Bergisch Gladbachs Haushaltskrise: 50 Millionen Euro Defizit drohen jährlich bis 2030
Lukas BauerBergisch Gladbachs Haushaltskrise: 50 Millionen Euro Defizit drohen jährlich bis 2030
Bergisch Gladbach steht vor finanzieller Zange – bis 2030 droht ein jährliches Defizit von 50 Millionen Euro
Die Stadt kämpft nicht nur mit einer angespannten Haushaltslage, sondern auch mit einem um 40 Prozent gewachsenen Personalbestand in den vergangenen Jahren, was die finanziellen Spielräume weiter einengt. Angesichts dieser Herausforderungen fordert die örtliche FDP nun dringende Reformen – statt endlose Debatten über Koalitionsgefechte.

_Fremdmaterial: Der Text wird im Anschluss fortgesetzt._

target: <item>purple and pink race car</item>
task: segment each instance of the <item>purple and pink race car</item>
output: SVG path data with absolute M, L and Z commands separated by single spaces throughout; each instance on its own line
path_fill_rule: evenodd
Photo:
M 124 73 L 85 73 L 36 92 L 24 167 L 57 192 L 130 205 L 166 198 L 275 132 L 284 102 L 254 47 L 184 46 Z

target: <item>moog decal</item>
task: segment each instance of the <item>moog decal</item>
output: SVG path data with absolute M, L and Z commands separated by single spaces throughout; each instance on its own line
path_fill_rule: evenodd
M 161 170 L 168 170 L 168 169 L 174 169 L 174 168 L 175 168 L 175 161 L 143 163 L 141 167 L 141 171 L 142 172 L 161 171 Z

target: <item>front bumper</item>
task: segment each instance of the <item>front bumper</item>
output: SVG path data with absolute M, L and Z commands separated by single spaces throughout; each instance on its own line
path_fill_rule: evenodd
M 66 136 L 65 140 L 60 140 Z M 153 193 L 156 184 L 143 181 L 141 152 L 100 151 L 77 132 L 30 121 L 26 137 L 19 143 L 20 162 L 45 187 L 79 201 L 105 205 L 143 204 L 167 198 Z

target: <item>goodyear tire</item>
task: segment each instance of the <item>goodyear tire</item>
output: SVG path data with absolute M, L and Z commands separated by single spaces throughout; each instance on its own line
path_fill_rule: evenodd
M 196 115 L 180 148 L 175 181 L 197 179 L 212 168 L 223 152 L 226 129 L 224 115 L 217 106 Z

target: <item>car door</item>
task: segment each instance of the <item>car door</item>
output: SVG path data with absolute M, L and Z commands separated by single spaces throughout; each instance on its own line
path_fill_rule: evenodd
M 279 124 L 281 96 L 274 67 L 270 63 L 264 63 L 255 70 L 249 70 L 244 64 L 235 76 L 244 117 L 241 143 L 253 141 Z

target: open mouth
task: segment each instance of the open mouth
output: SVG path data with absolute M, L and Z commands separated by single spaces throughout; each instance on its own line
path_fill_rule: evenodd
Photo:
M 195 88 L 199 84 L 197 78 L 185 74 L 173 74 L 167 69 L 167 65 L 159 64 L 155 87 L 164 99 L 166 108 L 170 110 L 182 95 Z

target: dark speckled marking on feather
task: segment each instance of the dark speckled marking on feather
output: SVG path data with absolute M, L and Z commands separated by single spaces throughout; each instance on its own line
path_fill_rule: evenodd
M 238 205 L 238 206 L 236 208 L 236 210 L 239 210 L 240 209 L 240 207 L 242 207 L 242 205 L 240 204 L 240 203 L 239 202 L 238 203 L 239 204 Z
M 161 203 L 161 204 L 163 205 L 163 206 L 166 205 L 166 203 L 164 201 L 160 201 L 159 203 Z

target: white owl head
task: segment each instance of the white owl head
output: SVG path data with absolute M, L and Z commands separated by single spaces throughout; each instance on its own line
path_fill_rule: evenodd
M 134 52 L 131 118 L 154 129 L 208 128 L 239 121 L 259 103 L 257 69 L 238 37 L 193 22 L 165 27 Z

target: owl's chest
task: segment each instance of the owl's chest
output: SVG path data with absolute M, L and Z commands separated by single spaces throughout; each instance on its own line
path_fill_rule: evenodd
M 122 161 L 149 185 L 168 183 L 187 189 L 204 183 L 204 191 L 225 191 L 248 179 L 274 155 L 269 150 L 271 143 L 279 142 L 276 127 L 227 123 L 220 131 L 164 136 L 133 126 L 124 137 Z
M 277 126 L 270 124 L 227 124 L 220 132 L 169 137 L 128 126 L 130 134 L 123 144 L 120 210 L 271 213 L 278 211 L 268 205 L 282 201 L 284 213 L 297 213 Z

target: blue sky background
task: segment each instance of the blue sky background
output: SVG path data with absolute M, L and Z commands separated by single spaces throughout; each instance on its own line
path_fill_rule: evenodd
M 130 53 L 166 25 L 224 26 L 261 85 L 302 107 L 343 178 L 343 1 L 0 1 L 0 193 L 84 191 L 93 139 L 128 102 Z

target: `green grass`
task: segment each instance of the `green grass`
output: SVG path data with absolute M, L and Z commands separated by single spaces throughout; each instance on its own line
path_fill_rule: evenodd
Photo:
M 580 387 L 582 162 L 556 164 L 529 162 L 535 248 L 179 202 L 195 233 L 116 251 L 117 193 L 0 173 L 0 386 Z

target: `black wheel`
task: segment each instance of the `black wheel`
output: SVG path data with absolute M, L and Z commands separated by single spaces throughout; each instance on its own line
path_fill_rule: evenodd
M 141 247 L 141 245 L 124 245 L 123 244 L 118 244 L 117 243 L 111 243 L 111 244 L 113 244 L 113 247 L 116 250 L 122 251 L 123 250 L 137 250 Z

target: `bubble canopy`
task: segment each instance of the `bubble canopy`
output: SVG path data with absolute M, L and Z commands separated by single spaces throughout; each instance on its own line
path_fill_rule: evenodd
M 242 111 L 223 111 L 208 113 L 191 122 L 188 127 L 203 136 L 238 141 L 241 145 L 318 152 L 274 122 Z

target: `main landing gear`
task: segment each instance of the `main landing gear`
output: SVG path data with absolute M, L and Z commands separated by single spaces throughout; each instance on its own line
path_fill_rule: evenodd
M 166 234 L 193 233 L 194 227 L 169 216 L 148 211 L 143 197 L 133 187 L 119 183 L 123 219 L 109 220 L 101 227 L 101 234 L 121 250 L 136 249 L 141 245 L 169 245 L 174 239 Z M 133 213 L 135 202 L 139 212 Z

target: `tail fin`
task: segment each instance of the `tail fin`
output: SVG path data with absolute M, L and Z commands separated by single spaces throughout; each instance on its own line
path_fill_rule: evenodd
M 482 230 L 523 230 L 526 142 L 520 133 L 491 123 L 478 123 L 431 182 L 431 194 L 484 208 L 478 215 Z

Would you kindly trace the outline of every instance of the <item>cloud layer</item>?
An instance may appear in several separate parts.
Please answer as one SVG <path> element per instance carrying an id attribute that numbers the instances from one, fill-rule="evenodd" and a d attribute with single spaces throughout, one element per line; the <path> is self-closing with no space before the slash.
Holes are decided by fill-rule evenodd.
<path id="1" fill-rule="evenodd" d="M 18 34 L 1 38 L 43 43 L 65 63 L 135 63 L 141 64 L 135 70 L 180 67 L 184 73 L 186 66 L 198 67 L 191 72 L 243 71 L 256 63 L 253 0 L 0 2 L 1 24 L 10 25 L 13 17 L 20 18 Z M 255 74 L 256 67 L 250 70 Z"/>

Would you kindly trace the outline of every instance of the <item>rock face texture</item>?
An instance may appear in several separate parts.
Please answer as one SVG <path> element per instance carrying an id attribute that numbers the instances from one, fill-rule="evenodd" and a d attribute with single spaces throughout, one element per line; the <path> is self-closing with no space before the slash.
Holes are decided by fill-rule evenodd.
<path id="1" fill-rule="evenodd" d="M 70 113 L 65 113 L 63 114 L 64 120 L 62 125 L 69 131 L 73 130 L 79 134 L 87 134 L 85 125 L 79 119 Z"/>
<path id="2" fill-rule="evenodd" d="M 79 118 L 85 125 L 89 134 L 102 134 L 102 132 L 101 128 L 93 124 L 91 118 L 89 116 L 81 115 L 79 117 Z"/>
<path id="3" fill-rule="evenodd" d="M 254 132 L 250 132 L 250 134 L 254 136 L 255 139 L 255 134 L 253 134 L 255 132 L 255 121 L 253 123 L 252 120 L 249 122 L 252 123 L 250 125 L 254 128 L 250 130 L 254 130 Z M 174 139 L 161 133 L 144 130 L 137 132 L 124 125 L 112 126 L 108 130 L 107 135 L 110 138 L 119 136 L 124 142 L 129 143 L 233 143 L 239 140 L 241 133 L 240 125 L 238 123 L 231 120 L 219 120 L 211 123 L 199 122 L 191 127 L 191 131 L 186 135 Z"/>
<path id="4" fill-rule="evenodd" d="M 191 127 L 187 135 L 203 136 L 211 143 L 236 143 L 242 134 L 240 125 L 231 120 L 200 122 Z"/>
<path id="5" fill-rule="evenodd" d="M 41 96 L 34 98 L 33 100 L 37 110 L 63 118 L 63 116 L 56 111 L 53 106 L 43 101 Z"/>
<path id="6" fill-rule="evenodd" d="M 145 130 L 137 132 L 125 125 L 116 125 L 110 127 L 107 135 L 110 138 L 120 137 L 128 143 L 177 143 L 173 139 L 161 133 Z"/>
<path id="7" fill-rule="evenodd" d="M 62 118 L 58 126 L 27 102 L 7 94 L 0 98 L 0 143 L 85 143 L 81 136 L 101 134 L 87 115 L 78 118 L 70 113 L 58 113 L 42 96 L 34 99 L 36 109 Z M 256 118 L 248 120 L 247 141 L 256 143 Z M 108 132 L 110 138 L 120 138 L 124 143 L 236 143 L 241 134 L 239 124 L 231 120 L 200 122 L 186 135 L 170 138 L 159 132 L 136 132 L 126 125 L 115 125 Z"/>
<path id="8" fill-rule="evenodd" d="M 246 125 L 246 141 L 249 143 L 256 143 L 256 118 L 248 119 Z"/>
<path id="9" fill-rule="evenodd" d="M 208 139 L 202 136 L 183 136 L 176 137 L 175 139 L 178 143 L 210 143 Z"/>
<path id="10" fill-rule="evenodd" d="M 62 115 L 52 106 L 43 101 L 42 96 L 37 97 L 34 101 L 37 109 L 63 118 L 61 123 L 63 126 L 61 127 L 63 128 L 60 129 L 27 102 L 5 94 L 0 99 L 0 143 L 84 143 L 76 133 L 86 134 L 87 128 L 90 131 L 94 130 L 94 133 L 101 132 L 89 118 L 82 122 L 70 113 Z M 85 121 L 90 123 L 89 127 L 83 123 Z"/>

Die Freien Demokraten kritisieren die aktuellen Auseinandersetzungen um Bündnisoptionen als Ablenkung von den eigentlichen Problemen. Besonders die sogenannte "Brandmauer"-Diskussion, bei der linke Parteien konservative oder liberale Vorstöße blockieren, stehe einer sachlichen Lösung im Weg. Dr. Alexander Engel, Stadtrat und FDP-Vertreter, verwies darauf, dass viele notwendige Vorhaben mangels überparteilicher Unterstützung auf der Strecke blieben.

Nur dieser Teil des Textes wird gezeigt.